Berkaitan dengan asal usul nama Malaka, bisa dirunut dari kisah berikut. Menurut Sejarah Melayu (Malay Annals) yang ditulis Tun Sri Lanang pada tahun 1565, Parameswara melarikan
diri dari Tumasik, karena diserang oleh Siam. Dalam pelarian tersebut, ia sampai ke Muar, tetapi ia diganggu biawak yang tidak terkira banyaknya. Kemudian ia pindah ke Burok dan mencoba
untuk
bertahan
disitu,
tapi
gagal. Kemudian Parameswara berpindah
ke Sening
Ujong hingga
kemudian sampai
di Sungai Bertam, sebuah
tempat
yang terletak di pesisir pantai. Orang-orang Seletar yang mendiami kawasan tersebut kemudian meminta
Parameswara
menjadi raja. Suatu ketika, ia pergi berburu. Tak disangka, dalam perburuan
tersebut, ia melihat salah satu anjing buruannya ditendang oleh seekor pelanduk. Ia sangat terkesan dengan keberanian pelanduk tersebut. Saat itu, ia
sedang berteduh di bawah pohon Malaka. Maka, kawasan tersebut kemudian ia namakan Malaka.

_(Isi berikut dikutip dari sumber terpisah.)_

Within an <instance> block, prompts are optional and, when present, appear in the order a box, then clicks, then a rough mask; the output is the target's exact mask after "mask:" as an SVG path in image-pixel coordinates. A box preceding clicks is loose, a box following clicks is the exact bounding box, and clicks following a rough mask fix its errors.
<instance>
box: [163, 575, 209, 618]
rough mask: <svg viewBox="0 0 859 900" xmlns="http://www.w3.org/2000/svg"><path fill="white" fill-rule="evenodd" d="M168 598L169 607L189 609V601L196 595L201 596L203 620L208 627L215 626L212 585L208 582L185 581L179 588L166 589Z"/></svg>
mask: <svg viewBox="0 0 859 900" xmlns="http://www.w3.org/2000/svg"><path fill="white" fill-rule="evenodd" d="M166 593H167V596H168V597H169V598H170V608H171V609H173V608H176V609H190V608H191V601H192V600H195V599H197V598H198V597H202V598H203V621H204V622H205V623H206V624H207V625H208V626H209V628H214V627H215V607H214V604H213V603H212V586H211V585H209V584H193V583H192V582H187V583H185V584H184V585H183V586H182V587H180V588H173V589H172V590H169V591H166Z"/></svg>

Dalam versi lain, dikatakan bahwa sebenarnya nama Malaka berasal dari bahasa Arab Malqa, artinya tempat bertemu.
Disebut demikian,
karena
di tempat inilah
para
pedagang dari berbagai negeri bertemu dan melakukan transaksi niaga. Demikianlah, entah versi mana yang benar, atau boleh jadi, ada versi lain yang berkembang di masyarakat.
b. Politik Negara
Dalam menjalankan dan menyelenggarakan politik negara,
ternyata
para sultan menganut paham politik hidup berdampingan secara damai (co-existence policy) yang dijalankan secara
efektif. Politik
hidup berdampingan secara damai dilakukan melalui hubungan diplomatik dan ikatan
perkawinan. Politik ini dilakukan
untuk menjaga
keamanan
internal
dan eksternal
Malaka. Dua kerajaan besar pada waktu itu yang harus diwaspadai adalah Cina dan Majapahit. Maka, Malaka kemudian menjalin hubungan damai dengan kedua kerajaan besar ini. Sebagai tindak
lanjut
dari politik negara tersebut,
Parameswara kemudian
menikah dengan salah seorang putri Majapahit.
Sultan-sultan yang
memerintah setelah Prameswara (Muhammad Iskandar Syah)) tetap menjalankan politik bertetangga baik tersebut. Sebagai bukti, Sultan Mansyur Syah (1459—
1477) yang memerintah pada masa awal puncak kejayaan Kerajaan Malaka juga menikahi
seorang putri Majapahit sebagai permaisurinya.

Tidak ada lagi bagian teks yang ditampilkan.